Face à cette délibération, à la fois électoraliste et communautariste, le préfet de l’Isère a introduit un référé-liberté, nouvelle procédure d’urgence créée suite à la « loi contre le séparatisme », devant le juge administratif pour obtenir l’annulation de cette délibération.

Si l’annulation a peu de chance d’aboutir, sauf sur un vice de forme (la mairie ne peut en principe décider du règlement intérieur d’un établissement public), toute cette histoire permet de nous rappeler ce qu’est la laïcité en France ainsi que son régime juridique.

La laïcité : régime libéral et républicain

Qu’est-ce que la laïcité ?

En France elle repose sur trois piliers.

  1. La neutralité de l’État à l’égard des religions (État sécularisé).
  2. La liberté de conscience.
  3. La liberté de culte et le pluralisme des croyances.

 

Ainsi, l’État laïque ne prend parti pour aucune religion.
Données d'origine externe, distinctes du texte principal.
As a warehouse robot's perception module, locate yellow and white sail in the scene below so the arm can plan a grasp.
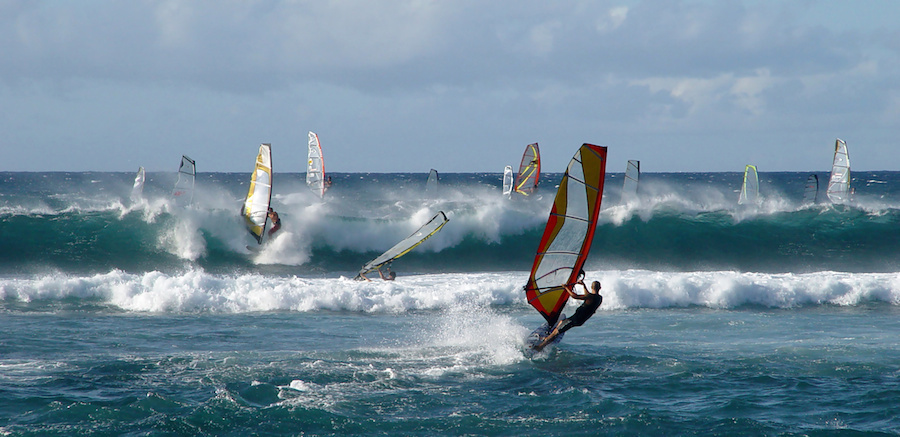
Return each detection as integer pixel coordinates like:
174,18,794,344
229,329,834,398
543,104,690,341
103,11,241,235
241,144,272,244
Par son rôle d’arbitre, il garantit l’autonomie de la conscience et la liberté religieuse, inscrite à l’article 10 de la Déclaration des droits de 1789. L’État renonce donc à user de la violence pour imposer une orientation de vie officielle, mais il use de son monopole de la contrainte pour empêcher les particuliers de faire de même.
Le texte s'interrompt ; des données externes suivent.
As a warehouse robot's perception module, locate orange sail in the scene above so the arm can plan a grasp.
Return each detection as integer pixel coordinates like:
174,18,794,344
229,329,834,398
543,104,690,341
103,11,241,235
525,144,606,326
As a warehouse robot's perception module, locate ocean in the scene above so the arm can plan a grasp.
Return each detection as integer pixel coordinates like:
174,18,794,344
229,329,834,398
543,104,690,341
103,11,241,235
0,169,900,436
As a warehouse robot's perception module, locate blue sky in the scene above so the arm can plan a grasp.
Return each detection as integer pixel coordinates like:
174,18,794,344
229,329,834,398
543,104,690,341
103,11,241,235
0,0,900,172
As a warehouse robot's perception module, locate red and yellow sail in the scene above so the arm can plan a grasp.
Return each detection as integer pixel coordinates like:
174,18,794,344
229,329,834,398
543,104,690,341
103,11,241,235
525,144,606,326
L’histoire de la laïcité peut être commencée sous Philippe le Bel avec le gallicanisme. La laïcité sous-tend la séparation du juste et du Bien, de la sphère publique de la sphère religieuse. Sous l’Ancien régime, la sphère religieuse était aussi une sphère politique car la religion s’appuyait sur l’État pour avoir des princes soumis à l’ordre divin.

Ainsi, le poids de la religion catholique était très important. C’est ainsi que Philippe le Bel fit détacher la France de la papauté en s’opposant à l’ingérence pontificale dans les affaires françaises lors de son conflit avec Boniface VIII.
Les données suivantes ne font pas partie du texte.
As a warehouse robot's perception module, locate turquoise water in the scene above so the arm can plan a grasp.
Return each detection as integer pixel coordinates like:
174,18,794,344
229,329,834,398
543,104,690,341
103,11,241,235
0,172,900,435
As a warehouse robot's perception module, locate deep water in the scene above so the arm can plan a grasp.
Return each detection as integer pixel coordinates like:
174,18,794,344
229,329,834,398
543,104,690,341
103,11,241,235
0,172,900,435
C’est le début du gallicanisme où le roi ne reconnaît aucune juridiction supérieure. Le gallicanisme se manifesta par la « Pragmatique Sanction de Bourges » de 1438 puis par le Concordat de 1516 qui partagea le pouvoir de nomination des « princes de l’Église » entre le pape et le roi. Bien plus tard,  l’article 10 de la Déclaration des droits de l’Homme de 1789 est proclame la liberté religieuse qui accompagne un mouvement de déchristianisation et les cultes révolutionnaires (de la République, de la déesse Raison etc).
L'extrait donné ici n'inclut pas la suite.